Enhanced sensitivity of magnetic field sensing using L-shaped dual Terfenol-D-FBGs based on the Vernier effect and a dual-loop optoelectronic oscillator

Abstract

We proposed and successfully validated improved the sensitivity of magnetic field sensing using the Vernier effect in a dual-loop optoelectronic oscillator (OEO) incorporating cascaded L-shaped Terfenol-D-FBGs. Thanks to the time delay introduced by the dispersion compensating fiber (DCF) in the OEO cavity, precise conversion between the sensing FBG wavelength changes and the OEO oscillation frequency can be achieved. The central wavelengths of the sensing Terfenol-D-FBG change along with the magnetic field. Therefore, the magnetic field can be monitored by measuring the oscillating frequency of the OEO. In the proposed scheme, two reflection signals from the cascaded FBGs pass through two fiber paths with slightly different lengths, inducing the Vernier effect in the OEO, which significantly enhances the sensitivity of the sensor. Additionally, a bias magnetic field is applied to the sensing Terfenol-D alloy to further improve the sensitivity. Experimental results demonstrate that by applying a bias magnetic field on both sides of the sensing Terfenol-D, the sensitivity of the single-loop OEO is increased from 421 Hz/mT to 560 Hz/mT. Utilizing the Vernier effect, the magnetic field sensitivity of the dual-loop OEO reaches up to −16.54 kHz/mT, with a 29-times improvement over the single-loop OEO's 560 Hz/mT. By finely adjusting the path length difference, we further enhance the performance of the sensor, achieving sensitivities of −24.58 kHz/mT, −28.49 kHz/mT and −35.94 kHz/mT, respectively, which are 44 times, 51 times and 64 times higher than the single-loop OEO structure.

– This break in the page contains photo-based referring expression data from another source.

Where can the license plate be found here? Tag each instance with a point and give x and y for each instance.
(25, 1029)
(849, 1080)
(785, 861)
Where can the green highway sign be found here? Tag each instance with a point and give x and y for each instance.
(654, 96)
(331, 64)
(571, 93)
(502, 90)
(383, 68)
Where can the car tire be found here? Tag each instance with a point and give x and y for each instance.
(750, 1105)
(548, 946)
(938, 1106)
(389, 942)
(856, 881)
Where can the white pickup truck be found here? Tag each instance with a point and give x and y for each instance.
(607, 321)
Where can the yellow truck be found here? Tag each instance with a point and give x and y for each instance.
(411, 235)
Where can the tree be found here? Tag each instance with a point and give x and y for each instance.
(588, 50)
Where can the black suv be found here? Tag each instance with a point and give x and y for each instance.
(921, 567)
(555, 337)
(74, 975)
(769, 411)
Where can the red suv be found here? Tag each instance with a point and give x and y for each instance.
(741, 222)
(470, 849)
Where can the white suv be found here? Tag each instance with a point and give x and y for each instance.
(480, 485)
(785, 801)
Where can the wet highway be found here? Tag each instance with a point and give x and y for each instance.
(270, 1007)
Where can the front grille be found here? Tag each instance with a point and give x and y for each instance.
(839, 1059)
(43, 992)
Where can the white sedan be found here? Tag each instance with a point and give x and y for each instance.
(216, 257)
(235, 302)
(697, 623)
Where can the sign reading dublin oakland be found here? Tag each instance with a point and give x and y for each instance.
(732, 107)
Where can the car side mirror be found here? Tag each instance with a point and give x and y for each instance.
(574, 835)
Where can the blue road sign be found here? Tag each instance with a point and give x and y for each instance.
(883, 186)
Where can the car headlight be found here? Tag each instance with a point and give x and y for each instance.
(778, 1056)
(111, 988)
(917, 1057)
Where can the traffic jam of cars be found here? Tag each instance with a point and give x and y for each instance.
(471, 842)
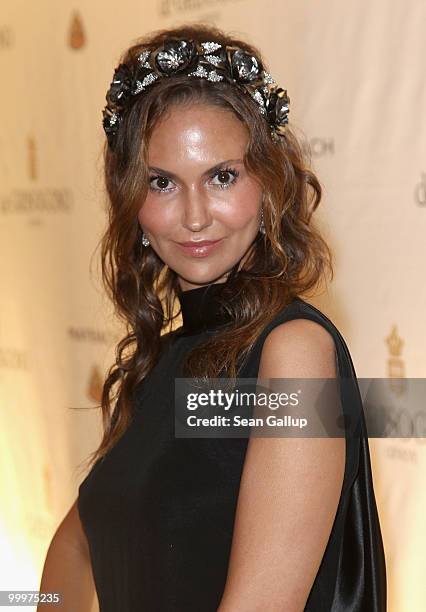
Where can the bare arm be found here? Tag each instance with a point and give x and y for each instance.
(289, 491)
(67, 568)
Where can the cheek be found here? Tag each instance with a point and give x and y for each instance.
(154, 217)
(243, 208)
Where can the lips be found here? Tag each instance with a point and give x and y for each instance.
(201, 248)
(198, 243)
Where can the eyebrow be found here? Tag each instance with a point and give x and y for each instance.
(207, 172)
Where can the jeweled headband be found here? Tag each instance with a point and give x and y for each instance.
(207, 60)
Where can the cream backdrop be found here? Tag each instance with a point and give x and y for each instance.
(355, 73)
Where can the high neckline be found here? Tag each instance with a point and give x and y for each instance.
(201, 309)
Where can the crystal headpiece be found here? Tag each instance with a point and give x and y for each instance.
(207, 60)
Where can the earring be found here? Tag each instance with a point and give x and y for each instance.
(262, 229)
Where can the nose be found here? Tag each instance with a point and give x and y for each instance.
(196, 212)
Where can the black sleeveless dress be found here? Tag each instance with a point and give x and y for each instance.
(158, 511)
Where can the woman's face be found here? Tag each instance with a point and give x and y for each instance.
(200, 191)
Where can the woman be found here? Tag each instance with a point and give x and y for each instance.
(211, 203)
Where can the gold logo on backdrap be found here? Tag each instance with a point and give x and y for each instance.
(95, 386)
(396, 367)
(32, 158)
(77, 37)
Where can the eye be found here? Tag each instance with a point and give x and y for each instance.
(224, 175)
(162, 183)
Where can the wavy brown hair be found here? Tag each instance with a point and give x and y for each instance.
(289, 261)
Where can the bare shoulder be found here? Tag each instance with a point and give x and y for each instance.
(298, 348)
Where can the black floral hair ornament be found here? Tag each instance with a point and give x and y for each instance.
(206, 60)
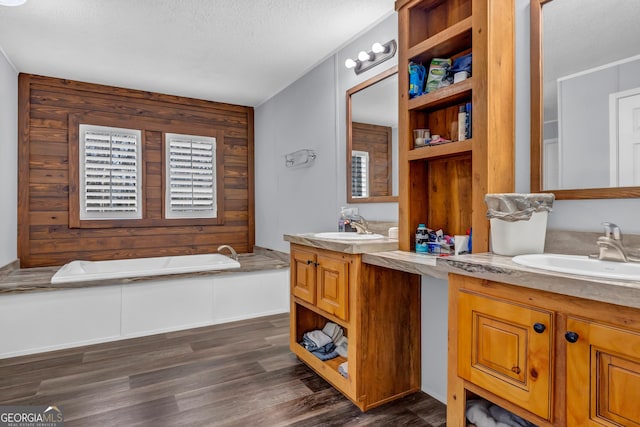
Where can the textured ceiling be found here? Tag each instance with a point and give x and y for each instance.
(237, 51)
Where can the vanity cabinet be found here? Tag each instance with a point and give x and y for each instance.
(379, 312)
(603, 374)
(505, 348)
(551, 359)
(444, 185)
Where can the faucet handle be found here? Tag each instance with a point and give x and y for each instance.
(612, 230)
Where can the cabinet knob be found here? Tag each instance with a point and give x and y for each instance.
(539, 327)
(571, 337)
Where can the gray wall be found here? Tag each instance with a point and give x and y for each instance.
(575, 215)
(8, 160)
(311, 113)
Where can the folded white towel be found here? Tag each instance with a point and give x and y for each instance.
(344, 369)
(342, 346)
(319, 338)
(333, 330)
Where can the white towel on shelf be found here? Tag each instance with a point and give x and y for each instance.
(319, 338)
(333, 330)
(342, 346)
(344, 369)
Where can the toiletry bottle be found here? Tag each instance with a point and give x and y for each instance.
(342, 219)
(467, 109)
(462, 123)
(422, 239)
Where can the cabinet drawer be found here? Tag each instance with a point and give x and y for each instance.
(506, 348)
(603, 375)
(332, 291)
(303, 275)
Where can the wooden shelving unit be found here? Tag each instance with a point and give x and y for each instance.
(444, 186)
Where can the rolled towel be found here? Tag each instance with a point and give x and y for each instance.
(478, 414)
(344, 369)
(319, 338)
(342, 346)
(504, 416)
(333, 330)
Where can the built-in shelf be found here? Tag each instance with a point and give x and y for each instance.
(450, 41)
(448, 95)
(434, 151)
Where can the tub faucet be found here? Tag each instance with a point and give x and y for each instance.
(233, 253)
(359, 223)
(611, 247)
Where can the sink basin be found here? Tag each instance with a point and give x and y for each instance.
(336, 235)
(583, 265)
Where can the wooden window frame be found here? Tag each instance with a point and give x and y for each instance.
(144, 124)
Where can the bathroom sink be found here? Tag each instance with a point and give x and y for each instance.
(337, 235)
(583, 265)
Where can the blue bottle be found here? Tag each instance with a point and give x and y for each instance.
(422, 239)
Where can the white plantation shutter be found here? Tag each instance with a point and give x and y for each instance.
(359, 174)
(190, 176)
(110, 177)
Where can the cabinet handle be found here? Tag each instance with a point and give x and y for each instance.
(539, 327)
(571, 337)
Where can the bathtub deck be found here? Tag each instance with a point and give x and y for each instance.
(17, 280)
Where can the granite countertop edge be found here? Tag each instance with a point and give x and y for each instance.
(502, 269)
(38, 279)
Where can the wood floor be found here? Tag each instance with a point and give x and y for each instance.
(236, 374)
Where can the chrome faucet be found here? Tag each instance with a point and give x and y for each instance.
(234, 254)
(359, 223)
(611, 247)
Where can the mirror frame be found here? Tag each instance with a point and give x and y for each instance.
(357, 88)
(537, 119)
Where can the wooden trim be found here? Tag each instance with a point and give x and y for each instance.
(537, 120)
(132, 93)
(24, 119)
(536, 96)
(355, 89)
(405, 212)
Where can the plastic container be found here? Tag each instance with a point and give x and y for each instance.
(422, 239)
(519, 237)
(518, 222)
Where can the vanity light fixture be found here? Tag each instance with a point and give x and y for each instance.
(12, 2)
(367, 60)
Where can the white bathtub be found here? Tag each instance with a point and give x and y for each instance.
(81, 271)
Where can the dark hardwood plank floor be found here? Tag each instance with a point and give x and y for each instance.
(235, 374)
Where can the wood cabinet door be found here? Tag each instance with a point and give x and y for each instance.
(506, 348)
(603, 375)
(303, 275)
(333, 286)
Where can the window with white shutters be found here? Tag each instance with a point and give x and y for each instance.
(359, 174)
(190, 171)
(110, 173)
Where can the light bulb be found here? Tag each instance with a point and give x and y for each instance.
(378, 48)
(364, 56)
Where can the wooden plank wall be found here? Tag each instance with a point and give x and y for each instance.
(44, 235)
(377, 141)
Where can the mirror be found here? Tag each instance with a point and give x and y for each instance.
(372, 139)
(585, 98)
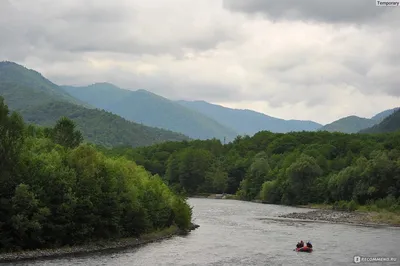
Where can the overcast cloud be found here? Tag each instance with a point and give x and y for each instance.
(311, 59)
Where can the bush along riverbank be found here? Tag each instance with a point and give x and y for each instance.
(56, 191)
(98, 246)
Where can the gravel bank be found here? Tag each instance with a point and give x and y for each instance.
(104, 246)
(358, 218)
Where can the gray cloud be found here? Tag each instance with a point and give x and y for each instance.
(345, 62)
(338, 11)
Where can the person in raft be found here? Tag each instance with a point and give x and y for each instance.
(300, 244)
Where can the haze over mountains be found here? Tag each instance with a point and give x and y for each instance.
(42, 102)
(152, 110)
(109, 115)
(354, 124)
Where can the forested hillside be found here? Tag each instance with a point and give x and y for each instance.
(248, 122)
(24, 87)
(350, 124)
(42, 102)
(389, 124)
(142, 106)
(56, 191)
(100, 127)
(292, 168)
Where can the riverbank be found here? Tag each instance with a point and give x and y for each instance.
(94, 247)
(356, 217)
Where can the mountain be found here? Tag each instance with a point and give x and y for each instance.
(246, 121)
(389, 124)
(152, 110)
(24, 87)
(349, 124)
(382, 115)
(99, 127)
(354, 124)
(42, 102)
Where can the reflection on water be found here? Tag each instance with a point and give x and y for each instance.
(232, 233)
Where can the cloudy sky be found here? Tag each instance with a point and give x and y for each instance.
(311, 59)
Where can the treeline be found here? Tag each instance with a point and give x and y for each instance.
(56, 190)
(293, 168)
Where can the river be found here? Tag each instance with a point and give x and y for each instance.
(232, 233)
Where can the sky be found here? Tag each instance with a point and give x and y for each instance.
(314, 60)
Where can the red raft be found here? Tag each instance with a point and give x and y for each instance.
(304, 249)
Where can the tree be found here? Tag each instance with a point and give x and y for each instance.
(64, 133)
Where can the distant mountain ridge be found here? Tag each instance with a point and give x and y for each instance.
(150, 109)
(31, 85)
(391, 123)
(42, 102)
(354, 124)
(247, 121)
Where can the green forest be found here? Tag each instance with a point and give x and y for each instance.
(296, 168)
(56, 190)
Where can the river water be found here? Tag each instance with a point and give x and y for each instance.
(232, 233)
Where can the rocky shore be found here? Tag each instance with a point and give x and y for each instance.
(332, 216)
(102, 246)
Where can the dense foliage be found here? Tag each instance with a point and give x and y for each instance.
(152, 110)
(55, 191)
(292, 168)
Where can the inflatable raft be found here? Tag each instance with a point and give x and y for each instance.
(304, 249)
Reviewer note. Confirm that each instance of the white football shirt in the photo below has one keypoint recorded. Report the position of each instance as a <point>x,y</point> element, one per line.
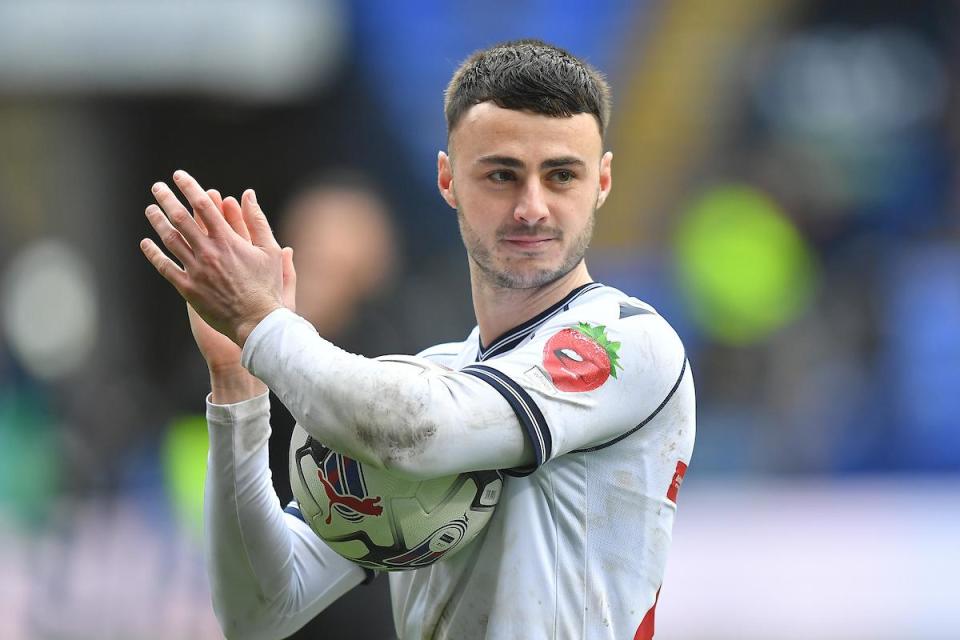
<point>601,387</point>
<point>577,547</point>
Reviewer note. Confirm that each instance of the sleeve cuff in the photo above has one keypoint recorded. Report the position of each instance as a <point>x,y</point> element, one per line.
<point>529,414</point>
<point>238,412</point>
<point>274,319</point>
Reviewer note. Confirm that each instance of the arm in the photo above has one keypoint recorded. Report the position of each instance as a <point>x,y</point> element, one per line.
<point>391,415</point>
<point>269,573</point>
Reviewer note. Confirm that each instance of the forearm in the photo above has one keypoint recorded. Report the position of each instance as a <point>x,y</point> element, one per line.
<point>384,414</point>
<point>269,573</point>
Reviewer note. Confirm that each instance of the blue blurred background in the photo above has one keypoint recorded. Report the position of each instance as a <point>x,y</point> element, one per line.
<point>785,193</point>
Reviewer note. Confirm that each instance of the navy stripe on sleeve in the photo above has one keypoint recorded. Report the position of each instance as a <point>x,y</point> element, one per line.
<point>526,409</point>
<point>294,509</point>
<point>676,385</point>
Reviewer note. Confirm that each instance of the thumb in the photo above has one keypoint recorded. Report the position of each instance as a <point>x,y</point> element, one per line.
<point>256,221</point>
<point>289,280</point>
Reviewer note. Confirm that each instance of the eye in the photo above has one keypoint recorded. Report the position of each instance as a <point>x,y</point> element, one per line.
<point>501,176</point>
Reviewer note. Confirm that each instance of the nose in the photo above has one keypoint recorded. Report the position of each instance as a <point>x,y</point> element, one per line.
<point>532,207</point>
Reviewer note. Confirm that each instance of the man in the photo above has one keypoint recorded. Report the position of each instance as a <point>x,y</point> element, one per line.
<point>581,393</point>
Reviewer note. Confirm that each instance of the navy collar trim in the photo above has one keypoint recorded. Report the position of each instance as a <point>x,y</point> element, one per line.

Besides, to overcome the influence of temperature, a temperature compensation sensor is designed using a pair of L-shaped Terfenol-D alloys to host the cascaded sensing FBG and reference FBG. The experimental results show that the proposed L-shaped Terfenol-D with cascaded FBG can reduce the magnetic field error caused by temperature crosstalk to 0.03 mT.